I impute it to the elevating influences of the Pontac, that the Conrector plucked up courage to--turn, to come back, and employ the resuscitating means of coughing, sneezing, trampling, and calling to his Shock, in stronger and stronger doses on the fair sleeper. To take her by the hand, and with some medical apology, gently pull her out of sleep, this was an audacity of which the Conrector, so long as he could stand for Pontac, and had any grain of judgment left, could never dream.
However, he did awake her, by those other means.
Wearied, heavy-laden Thiennette! how slowly does thy eye open! The warmest balsam of this earth, soft sleep has shifted aside, and the night-air of memory is again blowing on thy naked wounds!--and yet was the smiling friend of thy youth the fairest object which thy eye could light on, when it sank from the hanging-garden of Dreams into this lower one round thee.

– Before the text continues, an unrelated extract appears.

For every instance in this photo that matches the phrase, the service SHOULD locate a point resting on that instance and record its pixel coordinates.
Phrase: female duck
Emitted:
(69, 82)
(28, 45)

She herself was little conscious,--and the Conrector not at all,--that she was bending her flower-leaves imperceptibly towards a terrestrial body, namely, towards Fixlein. She resembled an Italian flower, that contains cunningly concealed within it a new-year's gift, which the receiver knows not at first how to extract. But now the golden chain of her late kind deed attracted her as well towards him, as him towards her. She at once gave her eye and her voice a mask of joy; for she did not put her tears, as Catholics do those of Christ, in relic-vials, upon altars, to be worshipped. He could very suitably preface his invitation to the Pontac festival with a long acknowledgment of thanks for the kind intervention which had opened to him the sources for procuring it. She rose slowly, and walked with him to the banquet of wine; but he was not so discreet, as at first to attempt leading her, or rather not so courageous; he could more easily have offered a young lady his hand (that is, with marriage ring) than offered her his arm. One only time in his life had he escorted a female, a Lombard Countess from the theatre; a thing truly not to be believed, were not this the secret of it, that he was obliged; for the lady, a foreigner, parted in the press from all her people, in a bad night, had laid hold of him as a sable Abbé by the arm, and requested him to take her to her inn. He, however, knew the fashions of society, and attended her no farther than the porch of his Quintus-mansion, and there directed her with his finger to her inn, which, with thirty blazing windows, was looking down from another street.